Ein roter inhaltlicher Faden ist in zahlreichen darstellerisch-akrobatischen Schattierungen der titelgebende Spiegel: Einer, den sich die Artisten selbst wie auch ihrer Schaustellkunst vorhalten; und einer, der das Publikum zu selbstkritischem Hinschauen anleiten will. Aufgezeigt und erzählt in ebenso humorvoll wie auch kläglich eitlen, von dramatisch wie ironisch skizzierten, kritischen Kurzszenen. Unterhaltungswünsche werden als Schönheitskampf oder Kleiderkult auf die Schaufel genommen. Zeitimmanente Selbstdarstellung, bei der Digitales, vulgo Selfie-Wahn, wie ‚reale‘ Präsentation (effektiv mittels LED-Wänden vorgeführt) mit Augenzwinkern hinterfragt wird, lassen schmunzeln oder doch auch nach-denken, was auch ganz allgemein für das (immer beängstigendere) Ineinanderfließen von Realität und seiner bearbeiteten Abbildung gilt. All das ist in dem eng getakteten Ablauf eingewoben und mit akrobatischen Hochleistungen bekömmlichst und in doppelter Weise atemberaubend schnell abgemischt.

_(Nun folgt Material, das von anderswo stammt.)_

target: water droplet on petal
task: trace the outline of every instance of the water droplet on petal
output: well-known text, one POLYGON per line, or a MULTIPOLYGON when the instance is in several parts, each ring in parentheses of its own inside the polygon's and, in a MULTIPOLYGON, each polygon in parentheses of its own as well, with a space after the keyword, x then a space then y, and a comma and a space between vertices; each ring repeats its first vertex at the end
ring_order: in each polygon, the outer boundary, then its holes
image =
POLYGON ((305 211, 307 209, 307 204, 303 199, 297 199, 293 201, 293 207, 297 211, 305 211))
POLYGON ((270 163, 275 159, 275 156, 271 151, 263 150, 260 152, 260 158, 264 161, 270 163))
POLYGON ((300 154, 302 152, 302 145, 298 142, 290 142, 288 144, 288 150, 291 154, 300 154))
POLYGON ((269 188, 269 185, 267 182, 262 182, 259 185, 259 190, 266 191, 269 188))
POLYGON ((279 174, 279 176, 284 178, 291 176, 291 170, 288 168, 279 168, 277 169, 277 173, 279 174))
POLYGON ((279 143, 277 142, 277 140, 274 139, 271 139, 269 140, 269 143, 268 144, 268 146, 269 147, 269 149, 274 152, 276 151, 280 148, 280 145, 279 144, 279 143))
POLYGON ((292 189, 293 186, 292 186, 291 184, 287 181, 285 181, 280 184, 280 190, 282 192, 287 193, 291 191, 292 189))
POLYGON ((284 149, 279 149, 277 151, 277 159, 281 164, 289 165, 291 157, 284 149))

Geradezu gegensätzlich ist die Erzählform derselben Gruppe in „10.000Hours“; zurückhaltend, aber durchaus wesentlich unterstützt vom Lichtdesign (Chris Petredis, Max Mackenzie) und der immer wieder spannenden Live-Musik (Nick Martyn).
Materialkisten sind es, die, neben ein paar kurz verwendeten PET-Flaschen, die einzigen Requisiten ausmachen.

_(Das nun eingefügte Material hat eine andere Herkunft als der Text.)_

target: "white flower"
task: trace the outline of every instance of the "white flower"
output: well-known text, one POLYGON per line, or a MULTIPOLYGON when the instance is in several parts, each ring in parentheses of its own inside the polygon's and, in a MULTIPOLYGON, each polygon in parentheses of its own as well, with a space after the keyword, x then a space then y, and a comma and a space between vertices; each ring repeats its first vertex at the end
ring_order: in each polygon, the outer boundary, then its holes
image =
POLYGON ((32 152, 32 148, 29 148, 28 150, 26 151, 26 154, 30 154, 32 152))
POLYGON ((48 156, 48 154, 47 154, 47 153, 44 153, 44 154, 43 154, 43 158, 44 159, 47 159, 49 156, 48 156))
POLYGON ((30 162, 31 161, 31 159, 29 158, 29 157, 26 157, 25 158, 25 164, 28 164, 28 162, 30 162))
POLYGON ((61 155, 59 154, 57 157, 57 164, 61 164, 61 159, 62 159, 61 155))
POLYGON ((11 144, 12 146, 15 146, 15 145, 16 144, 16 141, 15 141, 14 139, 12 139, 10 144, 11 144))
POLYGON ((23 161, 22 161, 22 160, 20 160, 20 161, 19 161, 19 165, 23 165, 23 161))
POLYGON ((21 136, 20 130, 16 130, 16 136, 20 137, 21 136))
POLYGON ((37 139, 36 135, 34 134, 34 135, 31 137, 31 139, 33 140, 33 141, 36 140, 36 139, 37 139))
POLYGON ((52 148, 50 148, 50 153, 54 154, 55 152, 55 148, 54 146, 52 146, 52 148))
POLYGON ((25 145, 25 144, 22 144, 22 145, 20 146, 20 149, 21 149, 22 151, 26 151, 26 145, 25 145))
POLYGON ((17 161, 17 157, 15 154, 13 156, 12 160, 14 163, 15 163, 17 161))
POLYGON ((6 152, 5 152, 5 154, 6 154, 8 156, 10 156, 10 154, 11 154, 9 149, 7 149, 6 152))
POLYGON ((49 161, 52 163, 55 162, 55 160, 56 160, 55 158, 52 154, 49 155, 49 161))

Der „Rest“ sind neun Artistik-Virtuosen, die gut 60 Minuten hochkonzentriert und feinsinnig im Hochleitungstempo wie in Zeitlupe oder auch kurzzeitig verharrend über die Bühne fegen. Es ist eine Ode an die Körperbewegung, an den gemeinsamen Bewegungsfluss; oder, wie sie es beschreiben: „… ein Liebesbrief an den Körper…“. Und eine eben einem solchen eigene, liebevoll erfüllende Aufmerksamkeit ist während dieser Darbietung zu erleben und unter der eigenen Haut nachzuspüren. Um bei sprachlicher Bezugnahme zu bleiben, ist in diesem Fall das in künstlerischen Bereichen häufig zitierte „poetisch“ tatsächlich zutreffend. Man könnte auch sagen, die Artisten malen mit ihren Körpern Bewegungsbilder in den Raum, stellen in diesen fein ziselierte, bewegte Figuren, erzählen mit Gänsefeder kleine Geschichten. Und das, bei aller Konzentriertheit, mit einer aus dem Inneren strahlenden Freude am Tun.
Dass aber auch hier das Verspielte, der Spaß, ja (scheinbares) Chaos nicht fehlen, das zeugt von hoher dramaturgischer neben der choreografischen Kompetenz der Artisten.
Und es gelingt ihnen auch, überzeugend kreativ das Publikum einzubeziehen: Auf einem Art Flipchart soll die ausgewählte Zuseherin in Strichmännchen-Form, die von einem der Künstler gehaltene Pose aufzeichnen. Dieser wiederum macht das (nicht ganz realitätsnah) Dargestellte mit seinem Körper nach; Fortsetzung folgt mit zwei, drei und schließlich allen Artisten, die eine turmartige Figur bilden. Eine weitere faszinierende Interaktion besteht in der szenischen Umsetzung eines vom Publikum vorgegebenen Wortes wie etwa Känguru: Der Artist, zuvor in der Art von Street-Dance eine tänzerische Bewegungsexplosion auf die Bühne zauberte, zeigte damit sein feinnerviges Einfühlungs- und Umsetzungsvermögen in selten zu sehender Qualität. Enormer Applaus – ihm und am Ende allen dieses Ausnahmeteams, der in wenigen Sekunden vom gesamten Publikum stehend erklingt. Wundert es irgendjemanden?!
Gravity & Other Myths: “The Mirror” am 20. Dezember 2024, “10.000Hours” am 3. Jänner 2025 im Orpheum Graz im Rahmen von Cirque Noël.